Claudia
Smith lives and writes in Austin, Texas. She
attended the Writing Seminars graduate program at Johns
Hopkins in 1992-93. Her fiction has appeared or is forthcoming
online and in print, most recently in The Mississippi
Review, Opium, Pindeldyboz, Eyeshot, Salome, Moonshinestill, Word Riot, Zacatecas: A Review of Contemporary Word, Smokelong
Quarterly, Ink Pot, The First Line, Flash!Point,
and Night Train. Her short story, "How To
Catch a Good Girl" was one of StorySouth's
top ten online stories of 2003. She busy at home preparing
for her first child and writing a novel, The Box.

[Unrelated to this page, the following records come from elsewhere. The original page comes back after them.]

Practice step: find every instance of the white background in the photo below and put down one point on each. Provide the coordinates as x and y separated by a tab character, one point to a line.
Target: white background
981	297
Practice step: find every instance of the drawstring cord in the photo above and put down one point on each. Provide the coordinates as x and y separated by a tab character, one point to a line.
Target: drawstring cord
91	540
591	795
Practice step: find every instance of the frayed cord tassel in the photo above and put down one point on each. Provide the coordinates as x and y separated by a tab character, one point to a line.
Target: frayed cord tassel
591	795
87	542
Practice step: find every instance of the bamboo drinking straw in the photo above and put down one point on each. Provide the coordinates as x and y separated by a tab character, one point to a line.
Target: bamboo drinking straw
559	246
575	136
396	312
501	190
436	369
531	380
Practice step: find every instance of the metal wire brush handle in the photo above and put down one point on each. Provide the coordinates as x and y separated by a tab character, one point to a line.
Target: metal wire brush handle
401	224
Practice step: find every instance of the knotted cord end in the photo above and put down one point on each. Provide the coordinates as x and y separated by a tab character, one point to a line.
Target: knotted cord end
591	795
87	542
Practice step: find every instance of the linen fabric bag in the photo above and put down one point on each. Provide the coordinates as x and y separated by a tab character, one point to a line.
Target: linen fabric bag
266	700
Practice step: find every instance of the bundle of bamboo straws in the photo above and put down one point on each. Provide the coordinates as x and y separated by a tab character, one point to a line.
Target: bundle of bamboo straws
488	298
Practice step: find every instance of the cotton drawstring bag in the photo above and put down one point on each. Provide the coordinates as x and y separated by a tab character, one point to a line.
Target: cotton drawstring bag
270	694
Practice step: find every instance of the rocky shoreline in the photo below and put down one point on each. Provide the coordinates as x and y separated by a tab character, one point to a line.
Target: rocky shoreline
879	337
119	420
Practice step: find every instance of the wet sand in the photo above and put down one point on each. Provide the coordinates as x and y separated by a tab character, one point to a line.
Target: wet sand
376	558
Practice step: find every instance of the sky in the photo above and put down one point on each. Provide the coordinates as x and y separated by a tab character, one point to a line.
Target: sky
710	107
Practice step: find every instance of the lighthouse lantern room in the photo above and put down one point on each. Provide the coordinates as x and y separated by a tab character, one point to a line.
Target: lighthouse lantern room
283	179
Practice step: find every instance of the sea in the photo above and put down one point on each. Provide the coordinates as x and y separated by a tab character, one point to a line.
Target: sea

You can read more of her work at Claudiaweb.
Cherry
Claudia Smith
Delia remembers Theresa's car, a camel-colored Pacer
inherited from a half-brother in Florida. Theresa wasn't old enough
to have a license so she only drove it on back roads. Summer before
sophomore year, they would drive to the snack shack on Saturday afternoons,
get Dr. Pepper floats, then drive out to an abandoned warehouse behind
the old school and make out.
"I don't ever want to go home," Delia said.
"Me either," Theresa said. "But my
Mom doesn't care. I do what I want."
Delia's mother knew all about people like Theresa.
"Neglected," her mother said, lowering her voice to a hiss.
"That's why she doesn't know any better than to sit with her legs
spread eagled."
"Her mother sends her to Catholic school,"
Delia said.
"That's the grandmother's doing," her mother
answered. She wanted Delia to do something constructive with her summer.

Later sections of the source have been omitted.